AS TRÊS PALMEIRAS
Mustafá era um pobre
árabe, um beduíno do deserto. Era bom e simples, incapaz de más
ações.
Morava ele no princípio
do grande deserto de areia, entre um oásis e uma cidade, numa
humilde cabana.
No oásis, verdadeira
ilha verdejante num mar de areia, brotava a fonte onde Mustafá ia
buscar água cristalina para vender na cidade.
A choupana de Mustafá
fora construída por ele mesmo e mais parecia um curral de cabras,
Tinha uma só peça um grabato por leito, os odres suspenso de dois
ganchos e um banco tosco. Uma porta única abalada em gonzos
ferrugentos, era voltada para o oeste donde soprava à noite vento
menos esbrazeado que o “simun” do deserto.
À frente da casa se
erguiam três palmeiras, raquíticas e com quatro ou cinco folhas
mirradas apenas, agitando-se, dilaceradas, como bandeira de guerra
depois de cruenta batalha. Nenhuma árvore crescia, por ali, naquele
solo adusto e estéril. O sol de dia as castigava com os dardos
flamejantes, e à noite o orvalho lhes crestava os leques.
Mustafá era crente e
como bom árabe fazia suas orações. Logo de madrugada se levantava.

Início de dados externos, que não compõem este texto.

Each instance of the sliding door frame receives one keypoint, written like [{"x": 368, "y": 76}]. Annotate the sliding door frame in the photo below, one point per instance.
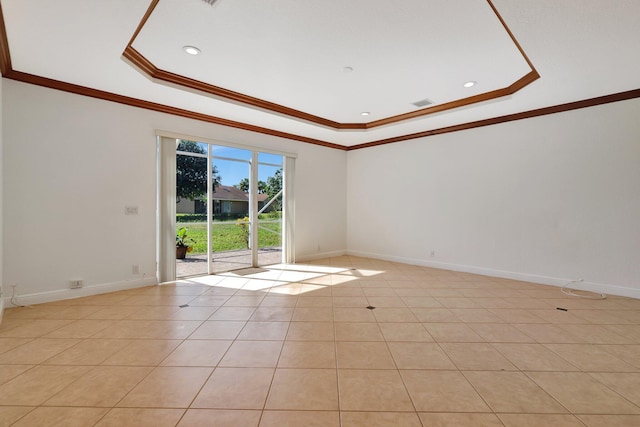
[{"x": 167, "y": 143}]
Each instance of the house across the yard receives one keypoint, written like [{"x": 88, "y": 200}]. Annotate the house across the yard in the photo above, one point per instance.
[{"x": 226, "y": 200}]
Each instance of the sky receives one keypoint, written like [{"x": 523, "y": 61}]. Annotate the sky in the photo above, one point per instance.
[{"x": 233, "y": 172}]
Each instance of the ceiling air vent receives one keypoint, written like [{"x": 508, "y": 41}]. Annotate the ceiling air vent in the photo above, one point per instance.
[{"x": 423, "y": 103}]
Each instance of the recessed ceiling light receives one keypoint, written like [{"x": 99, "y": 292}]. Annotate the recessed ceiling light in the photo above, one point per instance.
[{"x": 191, "y": 50}]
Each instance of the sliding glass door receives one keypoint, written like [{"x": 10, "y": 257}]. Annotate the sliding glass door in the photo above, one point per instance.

Pegava os odres, suspendia-os a uma vara, dois de cada lado e punha a
balança ao ombro. Ia enche-los à fonte e leva-los à cidade.
Vendia água por um
preço ínfimo e ao regressar à choupana tinha apenas algumas moedas
para o sustento do dia seguinte. Voltava com os pés sangrando, comia
um pouco de cuscus que é o alimento dos pobres e, às vezes, algumas
tâmaras. Bebia água fresca, orava agradecendo a Deus e ia no dia
seguinte recomeçar tão fadigosa existência.
Certa vez, voltou mais
cansado do trabalho; já era noite e as estrelas cintilavam. Mustafá
fechou a porta da cabana e deitou-se.
Pela primeira vez
achava que estava só, sem afeiçoes, nem família. Adormeceu, porém,
como sempre, com o sono tranqüilo de quem não pratica o mal.
Perto da meia-noite
despertou e pareceu-lhe ouvir um rumor; deveria ser o vento que
fizera ranger a porta da cabana. A questão é que Mustafá não pôde
mais dormir.
Sentiu calor e bebeu
água fresca, recostando-se no grabato. Estava já dormitando quando
julgou ouvir vozes.
— Desta vez não me
enganei, pensou ele; falam junto da porta e são vozes diversas;
talvez mercadores transviados de alguma caravana.
Como o “Koran” não
proíbe escutar, Mustafá foi pé ante pé, até à porta. Por uma
larga fresta espreitou. Não havia pessoa alguma junto à casa.
— Estou nervoso,
murmurou ele. Ia deitar-se de novo quando sentiu que as vozes vinham
do alto das palmeiras. Parecia que em cada uma estava alguém...
Prestou atenção e
ouviu. A palmeira mais alta dizia:
— Qual! Ele não se
importa conosco senão não estaríamos neste abandono há tanto
tempo.
A mais baixa palmeira
retorquiu:
— É que vem cansado,
deita-se e dorme. Como se vai lembra de nós, mirradas palmeiras do
deserto?
A terceira palmeira
falava com voz triste:
— Vocês ainda podem
salvar-se, mas eu sinto que a vida se me esvai e no entanto com um
pouco de água mataria a sede que me devora...
— É ingrato, tornou
a primeira. Enfeitamos-lhe a cabana.
— Ou indiferente,
retrucou a mais raquítica. O pouco caso é pior que o ódio.
— Paciência, ajuntou
a do meio. Se ele não nos valer, nem do céu cair água, morreremos
à míngua.
E as três suspiraram,
agitando as ressequidas folhas.
O árabe escutara
atento e maravilhado. As palmeiras falavam e se queixavam!!
E quem? Dele. Só então
se lembrou que na labuta da vida rude, nem sequer olhava para as
palmeiras junto às quais edificara o seu rústico abrigo.
É que o trabalho
ímprobo absorvia toda a sua existência.
Foi à bilha e bebeu.
Sentia um calor asfixiante. Razão tinha as palmeiras para lamentos e
recriminações. Tomo os odres. Estavam vazios e disse para si:
— Vou à fonte. Elas
não se queixarão mais.
As palmeiras ouvindo
rumor dentro de casa se haviam calado; viram-no sair e tomar a
direção do oásis.
Decorreu uma hora.
Pouco depois o beduíno
voltava da fonte, tropeçando às vezes e curvado ao peso de quatro
odres, completamente cheios.
Arriou-se em frente à
porta da cabana que deixara aberta. Tomou um odre e devagar foi
derramando a água toda no tronco da palmeira mais elevada.
O solo quente chupava o
líquido como se tivesse garganta sedenta. O segundo odre coube à
palmeira do meio.
Do chão vinha o cheiro
da terra há muito seca, e que de súbito recebe água da chuva.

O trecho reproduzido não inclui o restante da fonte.